Official statistics released by the North Carolina Department of Agriculture and Consumer Services on September 18 says the death toll has reached 5,500 pigs, and 3.4 million chickens and turkeys – and is expected to rise.
The animals drowned as a result of being locked in factory farms as the farmers themselves fled to safety and saved themselves.
Now vegan activists have spoken out about the suffering experienced by these animals, blaming corporate greed and lack of caring.
“These animals are sensitive, intelligent individuals, yet corporations intentionally neglect them to brutal deaths for the sake of the bottom line,” said activist Arwen Carlin, with global animal rights network DxE.
No chance of survival
“Unlike companion animals, who by law must be included in government evacuation plans during natural disasters, farmed animals are afforded no legal protections,” Mercy for Animals’ Julie Cappiello penned in an open letter. “So while farmers fled for safety, animals drowned in cages and crates with absolutely no chance of survival.
“Drowning is one of the worst things one can experience. Submerged underwater, fully conscious, you panic, unable to call for help… Its easily one of the most terrifying ways to die. And this is what you did to them.
“We’ve seen such panic time and time again when animals are being slaughtered. Most likely, they would have bitten the bars of their crates, hoping to break free. But many were unable to escape. Imagine if you were in their place.
“You let them die because they were nothing more than property to you, and the insurance money was probably worth more than the hassle of moving thousands of pigs to safer areas.”
‘Didn’t care enough’
Writing for PETA, Zachary Toliver said these animals were ‘denied even the slightest chance at survival’, adding: “Imagine how terrified you would be if you were abandoned and trapped in a flooding shed with no possible escape.

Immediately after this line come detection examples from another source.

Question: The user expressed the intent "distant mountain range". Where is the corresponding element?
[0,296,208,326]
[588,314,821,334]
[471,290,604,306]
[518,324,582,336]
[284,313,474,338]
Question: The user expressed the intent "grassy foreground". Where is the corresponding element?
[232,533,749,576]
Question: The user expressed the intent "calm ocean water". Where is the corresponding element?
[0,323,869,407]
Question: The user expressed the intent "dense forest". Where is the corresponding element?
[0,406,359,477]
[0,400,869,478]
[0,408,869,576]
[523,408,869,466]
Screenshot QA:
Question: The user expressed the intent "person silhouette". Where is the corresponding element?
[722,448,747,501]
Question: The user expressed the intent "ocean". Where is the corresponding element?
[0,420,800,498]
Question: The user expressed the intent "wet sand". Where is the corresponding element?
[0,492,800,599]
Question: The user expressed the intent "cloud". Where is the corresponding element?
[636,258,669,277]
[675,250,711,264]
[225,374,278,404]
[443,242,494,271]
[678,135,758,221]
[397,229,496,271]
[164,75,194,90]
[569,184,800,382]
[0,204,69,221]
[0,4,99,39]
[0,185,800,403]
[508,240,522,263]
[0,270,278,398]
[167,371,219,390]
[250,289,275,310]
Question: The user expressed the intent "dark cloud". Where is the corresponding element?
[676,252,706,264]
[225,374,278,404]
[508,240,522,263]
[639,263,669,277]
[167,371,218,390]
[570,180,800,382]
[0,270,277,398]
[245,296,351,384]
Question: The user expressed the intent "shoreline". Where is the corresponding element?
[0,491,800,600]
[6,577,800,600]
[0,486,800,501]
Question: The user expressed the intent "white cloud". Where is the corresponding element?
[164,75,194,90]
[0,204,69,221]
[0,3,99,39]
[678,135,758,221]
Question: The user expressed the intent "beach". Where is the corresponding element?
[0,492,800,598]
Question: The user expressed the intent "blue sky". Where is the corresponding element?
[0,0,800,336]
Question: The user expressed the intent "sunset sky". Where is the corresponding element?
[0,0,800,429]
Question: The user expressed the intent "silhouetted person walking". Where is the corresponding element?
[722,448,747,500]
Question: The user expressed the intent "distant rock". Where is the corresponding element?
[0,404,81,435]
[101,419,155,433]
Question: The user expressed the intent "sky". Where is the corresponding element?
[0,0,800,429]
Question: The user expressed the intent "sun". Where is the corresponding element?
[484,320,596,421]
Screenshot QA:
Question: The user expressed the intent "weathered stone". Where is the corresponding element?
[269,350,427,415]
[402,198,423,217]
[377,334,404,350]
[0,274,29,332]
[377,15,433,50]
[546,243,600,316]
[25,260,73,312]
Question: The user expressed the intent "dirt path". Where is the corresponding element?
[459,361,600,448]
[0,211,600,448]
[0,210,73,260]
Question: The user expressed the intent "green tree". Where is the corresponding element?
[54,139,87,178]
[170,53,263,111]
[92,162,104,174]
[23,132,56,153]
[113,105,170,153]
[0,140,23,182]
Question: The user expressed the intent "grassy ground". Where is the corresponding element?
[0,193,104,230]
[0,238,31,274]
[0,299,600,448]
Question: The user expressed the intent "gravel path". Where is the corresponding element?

“Not a single one of these thinking, conscious living beings chose to die. No doubt, until their last minutes, they did everything possible to keep their heads above water in a relentless struggle to preserve their own lives. They probably cried out in panic for relief that would never come.
“At a minimum, these animals deserved a fighting chance at survival. But because meat producers see animals as something, not someone—as items to claim on insurance policies, rather than as individuals who value their own lives – they didn’t care enough to evacuate them or even give them a chance to live by releasing them before the storm hit.”